1. A single clear instance: Trump’s 2018 MoCA score was publicly announced
The most concrete public disclosure on record is the 2018 announcement by then–White House physician Dr. Ronny Jackson that President Trump’s Montreal Cognitive Assessment score was 30/30, a result that was communicated in a press briefing and subsequently cited in medical reporting and news coverage [1]. That announcement is the closest thing to a formal, public cognitive-test result for a sitting president prior to 2025 and has been repeatedly referenced in later reporting about presidential cognitive screening [1] [4].
2. Later boasts vs. released data: 2025 claims without full public documentation
In 2025, President Trump publicly asserted he had “aced” additional cognitive exams taken that year and said he would release related imaging results from an October MRI, but reporting shows he did not make comprehensive cognitive-test score sheets or full examination records broadly available at that time — outlets note his repeated claims while also pointing out the absence of a formal public dossier of results [5] [6] [7]. Some sources state he “took the test two more times in 2025” [1], and others emphasize he has bragged about acing tests yet “has never released the results” in full [2], highlighting a tension in coverage between physician statements, presidential claims, and availability of underlying documentation.
3. What counts as “publicly released” — spotty norms and different standards
Presidential health reporting has long mixed formal medical memos, terse physician summaries, and selective disclosures; a brief press briefing stating a MoCA score is not the same as publication of full cognitive-test records or independent peer-reviewed evaluations [1] [2]. Medical experts and journalists repeatedly note the limits of short screening tools like the MoCA — they screen for impairment but do not equate to comprehensive neuropsychological batteries — and many physicians resist routine public release of raw test data for privacy and clinical reasons, which complicates claims about transparency [3] [1].
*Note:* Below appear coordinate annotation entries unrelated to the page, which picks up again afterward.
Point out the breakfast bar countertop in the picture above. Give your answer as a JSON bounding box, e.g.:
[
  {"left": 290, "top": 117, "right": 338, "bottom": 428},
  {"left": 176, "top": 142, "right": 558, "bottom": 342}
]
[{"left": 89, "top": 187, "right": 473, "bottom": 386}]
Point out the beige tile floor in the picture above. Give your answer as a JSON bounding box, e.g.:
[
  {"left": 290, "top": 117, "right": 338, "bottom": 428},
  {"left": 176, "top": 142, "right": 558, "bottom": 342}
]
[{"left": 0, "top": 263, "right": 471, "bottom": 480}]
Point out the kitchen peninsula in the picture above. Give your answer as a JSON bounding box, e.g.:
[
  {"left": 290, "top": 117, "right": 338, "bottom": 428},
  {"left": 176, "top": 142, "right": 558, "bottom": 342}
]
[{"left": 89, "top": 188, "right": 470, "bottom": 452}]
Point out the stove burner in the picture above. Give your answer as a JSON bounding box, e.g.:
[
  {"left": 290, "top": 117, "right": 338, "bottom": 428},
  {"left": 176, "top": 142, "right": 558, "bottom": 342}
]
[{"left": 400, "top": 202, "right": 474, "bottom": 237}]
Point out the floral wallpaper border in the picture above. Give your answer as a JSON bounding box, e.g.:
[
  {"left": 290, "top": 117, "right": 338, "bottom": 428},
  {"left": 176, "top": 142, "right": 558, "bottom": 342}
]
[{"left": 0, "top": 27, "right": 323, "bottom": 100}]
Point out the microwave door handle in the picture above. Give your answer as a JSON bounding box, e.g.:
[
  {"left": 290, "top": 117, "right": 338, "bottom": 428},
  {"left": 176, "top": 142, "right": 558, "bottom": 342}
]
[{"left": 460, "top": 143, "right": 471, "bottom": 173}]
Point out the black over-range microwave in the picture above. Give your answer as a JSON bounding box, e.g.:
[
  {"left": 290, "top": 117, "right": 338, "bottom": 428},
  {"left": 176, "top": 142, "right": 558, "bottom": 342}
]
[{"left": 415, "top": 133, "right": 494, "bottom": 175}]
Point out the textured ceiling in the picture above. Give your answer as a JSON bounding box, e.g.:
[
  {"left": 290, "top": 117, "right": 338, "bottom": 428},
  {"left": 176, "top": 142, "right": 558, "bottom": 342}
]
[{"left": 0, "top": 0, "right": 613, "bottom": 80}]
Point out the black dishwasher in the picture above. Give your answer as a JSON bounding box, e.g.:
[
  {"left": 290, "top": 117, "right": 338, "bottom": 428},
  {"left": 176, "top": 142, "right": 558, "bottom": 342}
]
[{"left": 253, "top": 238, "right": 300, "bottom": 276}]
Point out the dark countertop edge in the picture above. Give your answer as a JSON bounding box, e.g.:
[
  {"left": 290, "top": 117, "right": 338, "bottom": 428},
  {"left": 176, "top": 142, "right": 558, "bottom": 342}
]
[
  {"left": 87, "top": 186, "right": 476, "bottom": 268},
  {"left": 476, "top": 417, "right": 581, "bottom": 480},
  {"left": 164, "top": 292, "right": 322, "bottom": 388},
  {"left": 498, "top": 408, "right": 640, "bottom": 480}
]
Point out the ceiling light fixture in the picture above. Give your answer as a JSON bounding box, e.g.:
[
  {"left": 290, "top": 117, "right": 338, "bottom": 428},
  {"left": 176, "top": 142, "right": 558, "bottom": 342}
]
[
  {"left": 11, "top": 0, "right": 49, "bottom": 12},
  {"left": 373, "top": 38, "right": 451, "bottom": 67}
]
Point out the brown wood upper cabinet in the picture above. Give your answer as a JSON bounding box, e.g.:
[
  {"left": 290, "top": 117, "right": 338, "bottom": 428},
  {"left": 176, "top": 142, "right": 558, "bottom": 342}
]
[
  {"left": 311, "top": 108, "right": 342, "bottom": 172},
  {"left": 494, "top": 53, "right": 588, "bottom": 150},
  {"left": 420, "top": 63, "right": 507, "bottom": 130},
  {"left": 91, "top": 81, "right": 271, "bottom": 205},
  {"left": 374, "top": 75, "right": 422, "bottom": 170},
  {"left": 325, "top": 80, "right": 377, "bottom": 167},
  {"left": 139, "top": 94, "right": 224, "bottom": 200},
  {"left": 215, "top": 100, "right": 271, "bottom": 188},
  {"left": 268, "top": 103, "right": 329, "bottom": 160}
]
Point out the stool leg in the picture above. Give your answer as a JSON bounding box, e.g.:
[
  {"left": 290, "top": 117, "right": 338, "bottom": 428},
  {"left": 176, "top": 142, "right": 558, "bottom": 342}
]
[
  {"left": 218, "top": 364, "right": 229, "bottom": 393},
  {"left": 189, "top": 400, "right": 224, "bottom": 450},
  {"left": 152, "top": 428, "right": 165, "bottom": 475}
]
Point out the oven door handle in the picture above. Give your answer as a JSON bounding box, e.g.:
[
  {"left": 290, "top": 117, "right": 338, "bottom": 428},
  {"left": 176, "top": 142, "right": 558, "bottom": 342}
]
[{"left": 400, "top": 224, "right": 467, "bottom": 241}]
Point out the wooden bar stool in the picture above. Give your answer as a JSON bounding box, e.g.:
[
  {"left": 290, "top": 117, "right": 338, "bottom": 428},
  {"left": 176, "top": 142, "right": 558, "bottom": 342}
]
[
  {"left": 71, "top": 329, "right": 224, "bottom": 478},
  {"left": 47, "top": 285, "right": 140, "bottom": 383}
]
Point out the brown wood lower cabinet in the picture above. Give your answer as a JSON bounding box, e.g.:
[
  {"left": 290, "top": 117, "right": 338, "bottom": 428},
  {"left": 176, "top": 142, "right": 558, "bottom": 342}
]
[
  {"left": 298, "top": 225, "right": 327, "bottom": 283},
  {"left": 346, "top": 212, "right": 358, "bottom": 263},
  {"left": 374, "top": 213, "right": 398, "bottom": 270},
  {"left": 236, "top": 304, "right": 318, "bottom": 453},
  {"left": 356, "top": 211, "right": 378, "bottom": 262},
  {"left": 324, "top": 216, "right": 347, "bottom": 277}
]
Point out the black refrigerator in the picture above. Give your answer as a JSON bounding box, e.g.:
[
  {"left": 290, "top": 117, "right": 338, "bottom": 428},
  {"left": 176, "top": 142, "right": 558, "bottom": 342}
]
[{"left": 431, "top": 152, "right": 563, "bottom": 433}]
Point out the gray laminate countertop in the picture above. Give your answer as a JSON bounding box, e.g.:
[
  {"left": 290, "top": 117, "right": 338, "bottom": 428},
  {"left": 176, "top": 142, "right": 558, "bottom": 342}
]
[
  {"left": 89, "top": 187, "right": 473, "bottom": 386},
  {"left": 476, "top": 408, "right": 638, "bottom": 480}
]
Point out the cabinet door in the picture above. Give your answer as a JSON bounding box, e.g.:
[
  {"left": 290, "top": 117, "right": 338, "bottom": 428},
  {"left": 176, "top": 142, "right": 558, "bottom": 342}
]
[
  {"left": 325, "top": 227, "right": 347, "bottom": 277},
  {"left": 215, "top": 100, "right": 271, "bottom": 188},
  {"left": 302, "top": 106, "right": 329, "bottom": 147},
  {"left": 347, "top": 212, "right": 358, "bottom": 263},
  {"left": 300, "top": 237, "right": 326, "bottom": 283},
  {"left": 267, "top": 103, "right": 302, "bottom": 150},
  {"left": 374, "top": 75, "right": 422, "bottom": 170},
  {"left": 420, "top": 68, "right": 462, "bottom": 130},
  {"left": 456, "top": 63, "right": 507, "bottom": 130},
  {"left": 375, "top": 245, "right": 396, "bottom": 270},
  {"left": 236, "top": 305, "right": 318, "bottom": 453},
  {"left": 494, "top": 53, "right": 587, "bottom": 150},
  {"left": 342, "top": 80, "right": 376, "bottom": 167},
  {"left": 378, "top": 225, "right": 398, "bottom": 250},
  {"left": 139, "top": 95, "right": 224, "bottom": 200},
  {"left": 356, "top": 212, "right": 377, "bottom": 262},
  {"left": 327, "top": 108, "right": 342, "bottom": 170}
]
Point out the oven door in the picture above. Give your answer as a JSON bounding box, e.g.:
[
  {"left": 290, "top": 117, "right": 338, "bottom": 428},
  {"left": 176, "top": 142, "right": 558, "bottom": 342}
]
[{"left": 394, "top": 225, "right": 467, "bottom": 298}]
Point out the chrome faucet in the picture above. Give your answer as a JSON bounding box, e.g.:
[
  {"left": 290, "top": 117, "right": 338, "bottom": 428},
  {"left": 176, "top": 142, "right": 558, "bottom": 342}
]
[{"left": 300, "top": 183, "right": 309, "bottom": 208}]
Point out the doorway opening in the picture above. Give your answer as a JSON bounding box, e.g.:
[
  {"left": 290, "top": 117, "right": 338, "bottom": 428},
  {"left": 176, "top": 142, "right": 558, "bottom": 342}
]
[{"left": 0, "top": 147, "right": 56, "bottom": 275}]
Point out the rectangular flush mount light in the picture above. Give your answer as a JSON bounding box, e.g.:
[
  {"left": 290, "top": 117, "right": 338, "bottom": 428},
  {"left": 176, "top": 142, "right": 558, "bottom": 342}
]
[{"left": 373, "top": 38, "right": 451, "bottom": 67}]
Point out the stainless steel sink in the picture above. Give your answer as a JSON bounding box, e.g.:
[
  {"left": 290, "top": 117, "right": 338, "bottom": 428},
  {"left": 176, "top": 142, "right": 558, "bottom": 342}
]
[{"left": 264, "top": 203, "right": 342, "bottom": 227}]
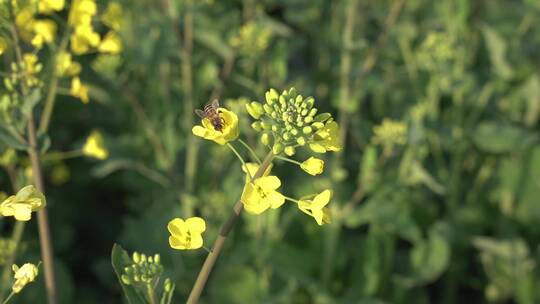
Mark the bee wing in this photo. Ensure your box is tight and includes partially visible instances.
[195,109,206,118]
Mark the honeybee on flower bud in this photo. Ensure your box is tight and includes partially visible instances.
[195,99,225,132]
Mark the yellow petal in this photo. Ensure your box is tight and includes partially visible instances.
[186,217,206,233]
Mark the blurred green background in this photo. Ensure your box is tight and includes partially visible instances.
[0,0,540,304]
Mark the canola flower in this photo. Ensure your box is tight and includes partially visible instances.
[11,263,38,293]
[167,217,206,250]
[240,176,285,214]
[0,185,47,221]
[191,108,239,145]
[298,189,332,226]
[82,131,109,160]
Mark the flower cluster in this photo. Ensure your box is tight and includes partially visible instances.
[246,88,341,156]
[0,185,47,221]
[121,252,163,285]
[11,263,38,293]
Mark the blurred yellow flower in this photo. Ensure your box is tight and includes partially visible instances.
[300,156,324,175]
[0,185,47,221]
[11,263,38,293]
[56,52,81,76]
[38,0,65,14]
[309,121,341,153]
[83,131,109,160]
[298,190,332,225]
[98,31,122,54]
[31,20,56,49]
[167,217,206,249]
[70,77,90,103]
[101,2,123,31]
[191,108,238,145]
[71,24,101,55]
[0,37,7,55]
[240,176,285,214]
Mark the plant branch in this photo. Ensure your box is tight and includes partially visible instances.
[187,151,274,304]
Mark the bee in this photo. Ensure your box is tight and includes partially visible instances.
[195,99,225,132]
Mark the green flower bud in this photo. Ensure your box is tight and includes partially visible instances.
[261,133,270,146]
[272,143,284,155]
[246,101,264,119]
[284,146,296,156]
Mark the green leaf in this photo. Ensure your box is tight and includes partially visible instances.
[482,25,513,79]
[111,243,147,304]
[472,121,536,153]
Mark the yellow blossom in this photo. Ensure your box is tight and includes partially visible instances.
[101,2,123,31]
[32,20,56,49]
[98,31,122,54]
[38,0,65,14]
[309,121,341,153]
[191,108,238,145]
[240,176,285,214]
[0,37,7,55]
[298,190,332,225]
[56,52,81,76]
[167,217,206,249]
[11,263,38,293]
[300,156,324,175]
[71,24,101,55]
[83,131,109,160]
[70,77,90,103]
[0,185,47,221]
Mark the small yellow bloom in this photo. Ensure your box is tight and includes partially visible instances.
[191,108,238,145]
[300,156,324,175]
[71,24,101,55]
[38,0,65,14]
[0,37,7,55]
[83,131,109,160]
[101,2,123,31]
[70,77,90,103]
[98,31,122,54]
[0,185,47,221]
[167,217,206,249]
[11,263,38,293]
[298,190,332,225]
[309,121,341,153]
[32,20,56,49]
[240,176,285,214]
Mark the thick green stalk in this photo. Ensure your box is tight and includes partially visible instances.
[187,151,274,304]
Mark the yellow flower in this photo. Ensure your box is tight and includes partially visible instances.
[0,37,7,55]
[70,77,90,103]
[167,217,206,249]
[98,31,122,54]
[300,156,324,175]
[240,176,285,214]
[32,20,56,49]
[83,131,109,160]
[11,263,38,293]
[309,121,341,153]
[298,190,332,225]
[56,52,81,76]
[38,0,64,14]
[101,2,123,31]
[242,163,273,183]
[0,185,47,221]
[71,24,101,55]
[191,108,238,145]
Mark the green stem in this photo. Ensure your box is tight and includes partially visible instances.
[2,291,15,304]
[227,143,253,181]
[187,151,274,304]
[238,139,261,165]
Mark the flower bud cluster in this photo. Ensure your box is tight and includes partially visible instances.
[122,252,163,285]
[246,88,332,156]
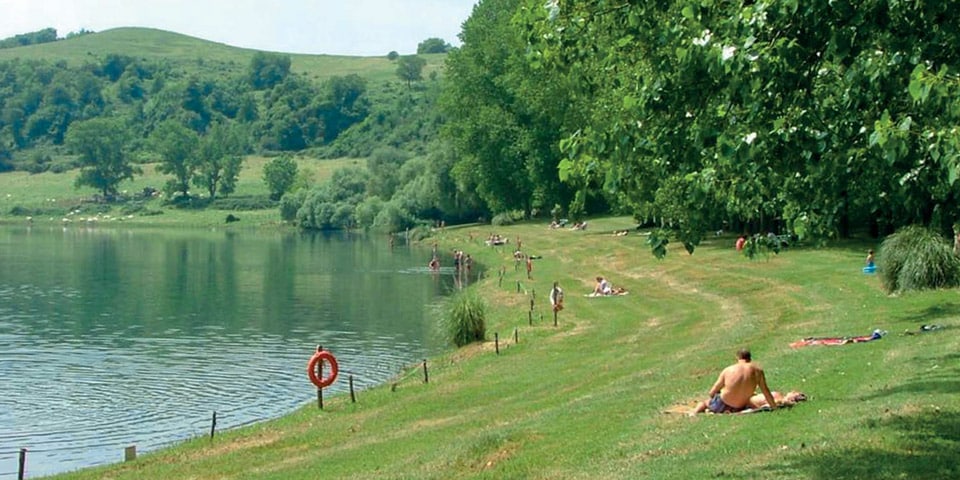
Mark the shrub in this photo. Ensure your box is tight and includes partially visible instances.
[490,210,526,227]
[877,225,960,293]
[210,195,278,210]
[444,290,487,347]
4. Major candidates: demands, rhetoric, and an absence of comprehensive public releases
Calls from political figures — for instance, Nikki Haley and Donald Trump — for rivals to take cognitive tests have been prominent, and some candidates have undergone brief screenings or had doctors affirm fitness in summary memos, but there is no record before 2025 of a major presidential candidate releasing a full, detailed cognitive-test dossier to the public comparable to other medical or financial disclosures [2] [3]. Reporting notes public statements by physicians about overall health and fitness (for example, descriptions of Joe Biden’s physical exams in 2024–25), but these typically stop short of publishing full cognitive-test materials [2].
5. Competing narratives and incentives: why partial disclosure dominates
Political incentives favor headline-friendly claims — “aced the test,” “perfect” results — while clinical practice and privacy concerns limit raw-data release; media outlets and some doctors therefore fill gaps with summaries, selective memos, or sourced reporting that can conflict on detail [7] [6]. Sources diverge: some emphasize a documented 2018 MoCA result [1], while others underline that later claimed tests were not fully released [2], so readers confront both factual disclosures and politically motivated rhetoric.